Hujjah Akidah Islam Syi’ah (Bag. 2)


“Tulisan ini berjudul Diskusi dengan Ulama as Syafi’i, namun karena paparan yang dikemukakan oleh Syaikh Muhammad Mar’i al Amin al Antaki ternyata banyak berkenaan dengan landasan dasar Syi’ah, maka judulnya pun didaptasikan”

Oleh Syaikh Muhammad Mar’i al-Amin al-Antaki

Kami berharap kepada saudara-saudara kami yang muslim Sunni, hendaknya mereka mau menelaah kitab-kitab karangan ulama-ulama besar Syi’ah, tanpa diiringi dengan kefanatikan. Di antaranya, kitab-­kitab karangan aI-Imam al-Hujjah al-Mujahid as-Sayyid ‘Abdul Husain Syarafuddin, kitab al-Ghadir, karangan Allamah al-Amini, kitab Ihqâqul Haqq dan kitab ash-Shawârimul Muhriqah, yang keduanya merupakan karangan asy-Syahid as-Sa’id Al-Imam Qadhi Nurullah, ‘Abâqatul Anwâr, karya al-Imam as-Sayyid Hamid Husain al-Hindi, Ghayâtul Marâm, karya al-Imam al-Bahrani, As-Saqifah, karya al-‘Allamah al-Muzhaffar, Dalâ’iul Sidqi, karya al-Hujjah al-­Muzhaffar, dan Ashlusy Syi’ah wa Ushuluha, karya al-Imam Kasyiful Ghitha.

Diskusi dengan Salah Seorang Ulama Al-Azhar
Pada 7 Dzulqaidah 1371 H sebelum Zuhur, salah seorang tokoh terpandang di Kota Hilb, Ustad Sya’ban Abu Rasul, mengabarkan kepadaku bahwa salah seorang Syaikh (guru) al-Azhar, ia adalah seorang ulama besar dan penulis kenamaan, bermaksud mengunjungiku. Ustad Sya’ban Abu Rasul berkata kepadaku, “Kapan ia (syaikh al-Azhar itu) dapat berkunjung ke rumahmu?” Aku katakan kepadanya, “Ahlan wa sahlan. Sungguh, aku mendapat kehormatan dengan kunjungannya itu. Silahkan ia berkunjung kepadaku pada hari ini.” Lalu Syaikh al-Azhar itu mengunjungiku setelah shalat Asar. Setelah aku menyambut kedatangannya dan mempersilahkannya duduk, ia berkata kepadaku dengan lemah lembut, “Sesungguhnya aku sengaja mengunjungimu dengan maksud hendak menanyakan kepadamu, apa yang mendorongmu mengikuti mazhab Syi’ah dan meninggalkan mazhab Syafi’i?”

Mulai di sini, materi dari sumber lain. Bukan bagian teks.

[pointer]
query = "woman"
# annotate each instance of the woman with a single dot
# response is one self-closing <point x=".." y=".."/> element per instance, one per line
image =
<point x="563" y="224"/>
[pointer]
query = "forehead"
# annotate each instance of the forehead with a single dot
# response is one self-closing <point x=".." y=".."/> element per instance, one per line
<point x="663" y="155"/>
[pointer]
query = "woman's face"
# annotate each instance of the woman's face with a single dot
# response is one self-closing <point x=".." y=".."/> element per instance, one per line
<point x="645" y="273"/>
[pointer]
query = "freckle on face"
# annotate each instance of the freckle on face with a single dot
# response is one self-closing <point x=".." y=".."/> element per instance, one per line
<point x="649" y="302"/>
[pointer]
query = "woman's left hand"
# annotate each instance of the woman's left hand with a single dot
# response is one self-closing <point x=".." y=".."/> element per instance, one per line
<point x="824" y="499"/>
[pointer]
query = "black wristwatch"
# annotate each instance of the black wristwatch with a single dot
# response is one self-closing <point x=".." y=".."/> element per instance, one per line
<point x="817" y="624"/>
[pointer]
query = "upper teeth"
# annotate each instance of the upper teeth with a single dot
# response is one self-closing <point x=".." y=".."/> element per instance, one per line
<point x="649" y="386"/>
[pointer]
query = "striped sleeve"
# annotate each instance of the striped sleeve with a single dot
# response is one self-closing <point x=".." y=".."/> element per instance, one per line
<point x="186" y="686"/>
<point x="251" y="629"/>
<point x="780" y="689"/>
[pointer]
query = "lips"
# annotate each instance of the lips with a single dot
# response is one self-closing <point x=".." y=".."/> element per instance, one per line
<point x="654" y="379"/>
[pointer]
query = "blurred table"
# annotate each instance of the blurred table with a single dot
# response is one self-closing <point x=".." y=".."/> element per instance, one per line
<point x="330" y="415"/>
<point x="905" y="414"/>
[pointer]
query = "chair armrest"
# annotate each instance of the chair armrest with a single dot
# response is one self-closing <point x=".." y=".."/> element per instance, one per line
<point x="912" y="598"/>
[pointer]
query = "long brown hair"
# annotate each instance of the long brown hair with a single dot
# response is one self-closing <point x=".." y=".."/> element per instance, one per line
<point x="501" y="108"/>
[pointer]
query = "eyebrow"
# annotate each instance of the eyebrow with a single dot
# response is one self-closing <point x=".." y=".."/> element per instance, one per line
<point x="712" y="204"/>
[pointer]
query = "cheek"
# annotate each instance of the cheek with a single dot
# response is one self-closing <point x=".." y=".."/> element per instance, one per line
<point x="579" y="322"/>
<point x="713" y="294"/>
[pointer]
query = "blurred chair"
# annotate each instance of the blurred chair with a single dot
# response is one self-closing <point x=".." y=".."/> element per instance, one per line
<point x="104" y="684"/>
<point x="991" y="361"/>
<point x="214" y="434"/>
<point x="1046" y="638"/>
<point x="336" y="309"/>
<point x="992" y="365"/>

Sebagaimana ia, aku menjawab pertanyaannya dengan lemah lembut, aku katakan kepadanya, “Sebab-sebabnya banyak sekali, di antaranya: aku melihat perbedaan yang banyak di antara sesama empat mazhab. Kemudian aku mulai menyebutkan beberapa contoh perbedaan di antara empat mazhab itu. Lalu aku menyebutkan sebab-sebab yang mendorongku mengikuti mazhab Syi’ah, ‘yang paling utama; adalah masalah khilafah (kekhalifahan), yang merupakan sebab yang paling besar dan menyebabkan terjadinya perselisihan di antara sesama kaum Muslim.” Sebab, sangatlah tidak masuk akal jika Rasulullah Saw meninggalkan umatnya tanpa menunjuk seorang penggantinya, yang memerintah dengan melaksanakan syariat Allah, sebagaimana para rasul yang lain yang menunjuk seorang washiy (yang menerima wasiat untuk meneruskan kepemimpinannya, yakni menjadi khalifahnya sepeninggalnya).

Menurutku, telah terbukti secara meyakinkan bahwa kebenaran ada bersama Syi’ah. Sebab, keyakinan mereka menegaskan bahwa Nabi Saw, telah berwasiat kepada ‘Ali untuk menjadi khalifahnya sepeninggalnya (sebelum wafatnya bahkan sejak awal dakwah beliau), dan setelahnya adalah anak keturunannya, yaitu sebelas imam. Mereka (Syi’ah) ,mengambil hukum-hukum agama, mereka dari dua belas Imam Ahlulbait as, yaitu para Imam Maksum (terpelihara dari dosa dan kesalahan) di dalam akidah mereka dengan dalil-dalil yang kuat. Lantaran sebab itulah dan sebab-sebab yang lainnya,’ aku mengikuti mazhab yang mulia ini, mazhab Ahlulbait as. Selain itu, aku tidak menemukan satu pun dalil yang mewajibkan kita mengikuti salah satu dari mazhab yang empat. Sebaliknya, aku mendapatkan dalil-dalil yang sangat banyak yang mewajibkan kita mengikuti mazhab Ahlulbait yang menuntun setiap Muslim ke jalan yang lurus.”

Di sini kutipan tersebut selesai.